Suffer as if living each day by distorted wise words

Burt's Eye View

“Live each day as if it was your last,” the sage said. So I called off work.

If I knew these were my last 24 hours on Earth, there’s no way I’d squander eight or 10 of them chained to a desk.

With work out of the way, I hustled to a breakfast buffet and poured a gallon of sausage gravy over a stack of biscuits, scrambled eggs and hash browns. My doctor had warned me against this kind of gluttony. But there’s no point in suffering through a clean diet if it’s one’s grand finale.

“That sage is a genius,” I mumbled around a mouthful of chocolate muffin.

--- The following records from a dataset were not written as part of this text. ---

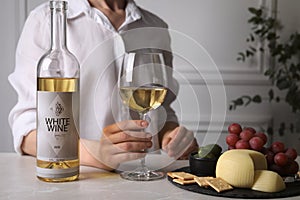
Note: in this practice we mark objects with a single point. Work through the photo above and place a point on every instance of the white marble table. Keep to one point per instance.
(18, 181)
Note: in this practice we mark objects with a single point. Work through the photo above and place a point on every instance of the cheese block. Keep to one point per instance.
(267, 181)
(237, 166)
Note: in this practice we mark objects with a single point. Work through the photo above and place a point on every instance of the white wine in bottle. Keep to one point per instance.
(58, 105)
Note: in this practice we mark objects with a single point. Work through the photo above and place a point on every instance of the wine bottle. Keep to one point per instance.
(58, 105)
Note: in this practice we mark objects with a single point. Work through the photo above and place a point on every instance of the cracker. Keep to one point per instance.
(184, 182)
(183, 175)
(219, 184)
(201, 181)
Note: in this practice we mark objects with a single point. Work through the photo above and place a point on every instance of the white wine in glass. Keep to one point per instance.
(143, 87)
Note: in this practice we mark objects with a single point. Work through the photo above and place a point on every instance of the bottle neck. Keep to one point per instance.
(58, 29)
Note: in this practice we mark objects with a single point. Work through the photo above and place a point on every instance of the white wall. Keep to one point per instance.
(218, 26)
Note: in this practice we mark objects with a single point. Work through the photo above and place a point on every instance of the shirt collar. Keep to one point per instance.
(77, 7)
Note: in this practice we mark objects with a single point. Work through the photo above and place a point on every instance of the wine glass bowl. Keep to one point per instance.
(143, 87)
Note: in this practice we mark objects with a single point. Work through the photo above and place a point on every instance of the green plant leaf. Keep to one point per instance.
(283, 84)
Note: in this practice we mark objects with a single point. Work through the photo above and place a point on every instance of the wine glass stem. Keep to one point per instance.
(143, 116)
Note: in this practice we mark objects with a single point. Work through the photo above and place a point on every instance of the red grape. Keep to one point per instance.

I crossed laundry day off the calendar. A person living like today’s the end has no need of clean underwear tomorrow.

I bought that torch red Corvette Stingray I’ve dreamed about for years. The monthly payments soared beyond my means, but a guy living like today is his last doesn’t get too worked up about cash due a month from today.

The sage suggested that a person who knew it was his last would be eager to express his innermost thoughts to the people who mattered. So before zipping off for a surf-and-turf dinner, I called a few people I’ve wanted to tell off for years.

It was a good day. I fell into bed satisfied.

But the next morning, according to the sage, I had to do it all over again. “Live EACH day as if it were your last,” he’d said. I sighed happily as I reached for the phone to call off work.

I stuffed the bills, unopened, into the trash can. Had I not been living like this was my last day, I’d have had to empty the trash, but that’s not the sort of thing a guy does if there’s no tomorrow.

A phone solicitor pitched a home security system. My finger hovered over the disconnect button. But I no longer had a reason to be disagreeable.

“Absolutely,” I told the phone solicitor. “Bring it on.” A few calls later and I’d also cheerfully said yes to vinyl siding, no-clog gutters and three luxury time shares.

The wanderlust I’d suppressed for so many years bubbled to the surface. So I drove my red Corvette to the recreational vehicle dealer and set off on a motor home adventure across the United States.

Live each day as if it was your last was proving to be the best advice I’d ever taken.

A month or two later, I couldn’t find a clean pair of pants. Or a dirty pair that I could snap. Everything had shrunk, but not in the wash.

I didn’t bother calling off work. Work had called me a few weeks earlier to let me know that that was no longer necessary.

I flicked the light switch. Nothing happened. I would have camped out with a friend, but I no longer had any.

I groaned at the mere thought of food. I’d been doing a lot of groaning. I guess the previous night’s pizza buffet and dessert bar didn’t set so well on top of my three banana splits for lunch.

The ghost of my bank account groaned as much as my belly. Living every day like it’s the last gets expensive.

I slung a bag of disgusting clothes over my back and wandered out to my broken-down bicycle. I’d given the Corvette and RV back. The dealers had insisted.

On the way to the laundry, I pedaled past the sage. “Live each day like it’s your last,” he said.

I stuffed his mouth with my dirty socks.